Смерть субъекта - страница 20
Когда за ним закрывается дверь, мне стоит огромных усилий остаться на месте. Мне хочется приблизиться к Креону, и жестом ли, словом ли, но хоть как-то выразить свою солидарность. Сказать, что и я в ужасе от жестокости старого ублюдка. Сказать…
Ложь.
На самом деле я думаю, что Юлия Силва и ее грошовый протест не стоят головы центуриона Креона Прэтора. Только сам он считает иначе.
– Он оправдал убийцу, но хочет смерти невинной девочки, – озвучивает он.
– Вы обязаны исполнить этот приказ, – говорю я, а следующее вырывается у меня против воли, – пожалуйста, господин…
– Я сам решу, что мне делать, – отрезает Креон.
Глава четвертая. Юлия Силва.
Я лежу на тюремной койке, отвернувшись к стене, и вспоминаю свои недавние приключения-злоключения: прогулку по городу, арест и допрос. В сухом остатке, куда больше событий, чем за всю мою восемнадцатилетнюю жизнь. Так я не замечаю, как засыпаю.
В камере темно, словно в чреве кита – луч прожектора не ломится в окна, ведь здесь нет окон. Не слышны вой вечерней сирены и экзальтированные речи из динамиков на улице. Короче говоря, условия для сна почти идеальные, если опустить незначительные неудобства в виде холода, жесткой постели и омерзительной вони.
Увы, мне не удается долго наслаждаться уютным коконом из мрака и тишины. Меня будят голоса и лязг решетки, но я не двигаюсь, рассудив, что безопаснее и дальше прикидываться спящей, пока не разберусь, что происходит.
– Так-так-так, – говорит кто-то, – что у нас тут? Вот так свезло!
– Ты погляди на эту попку! – вторит ему другой и разражается лающим смехом, – чур она моя.
– Да пошел ты!
Я рывком вскакиваю и пячусь, но деваться мне особенно некуда: камера тесная, в ней едва умещаются койка и грязный сортир. Я натыкаюсь на него ногой и скулю от боли в лодыжке. Свет фонарика ударяет мне по глазам.
– Ну что, малышка? Послужишь отечеству? – спрашивает первый из говоривших. Я отрицательно трясу головой, только это был не вопрос. Они уже все решили.
– Пожалуйста, не надо… – прошу я, легко догадавшись, зачем они – кем бы они ни были – явились средь ночи в мою камеру.
– Тебе понравится, – заверяет меня второй и снова хихикает.

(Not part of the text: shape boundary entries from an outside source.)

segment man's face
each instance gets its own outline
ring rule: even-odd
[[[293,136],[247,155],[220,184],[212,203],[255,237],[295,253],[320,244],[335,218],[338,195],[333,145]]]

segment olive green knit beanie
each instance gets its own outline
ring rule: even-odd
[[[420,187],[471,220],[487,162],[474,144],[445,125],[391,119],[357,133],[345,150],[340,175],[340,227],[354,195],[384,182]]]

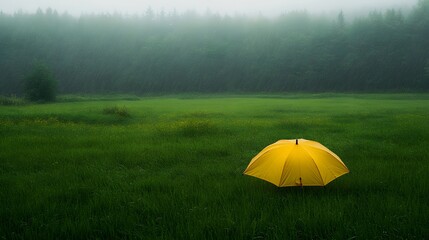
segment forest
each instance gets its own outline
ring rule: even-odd
[[[0,13],[0,94],[35,62],[69,93],[429,90],[429,0],[347,18]]]

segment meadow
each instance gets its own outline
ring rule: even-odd
[[[279,139],[350,169],[243,175]],[[429,95],[62,97],[0,106],[0,239],[428,239]]]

Я кричу – потому что это единственное, на что я способна, но сильная, жесткая ладонь, зажимает мне рот. Меня швыряют на койку как какую-то куклу. Щелкают пуговицы на чужой одежде. Не моей. На мне просторная арестантская роба, не имеющая застежек. Задранная вверх рубаха перекрывает мне дыхание и обзор. Я снова пытаюсь позвать на помощь и получаю по ребрам. Пузырь из воздуха становится в горле.
– Эй, аккуратнее, – журит один насильник другого, – не поломай ее. Хочешь неприятностей?
– Хочу, чтобы она не орала и сюда не сбежалась вся тюрьма, – буркает второй, перемежая слова пыхтением в непосредственной близости от моей обнажившейся спины. Его рот прижимается к лопатке и втягивает кожу с противным причмокиванием, а руки уже спускают с меня штаны.
– Надо делиться! – возмущается второй невидимка. Ткань исчезает с моей головы, они вертят меня, как им заблагорассудится, с легкостью пресекая попытки тому воспрепятствовать. Что-то горячее, липкое и разящее мускусом тыкается мне в щеку. Я стискиваю челюсть изо всех сил, но оно упрямо трется о мои сжатые губы.
Меня затапливает волной ужаса и отвращения, отзывающимися спазмами в пустом животе. Тошнота подступает к горлу, и я понимаю, что мне не сдержать рвотный позыв и придется все-таки раскрыть рот, чтобы не захлебнуться скудным содержимым своего желудка.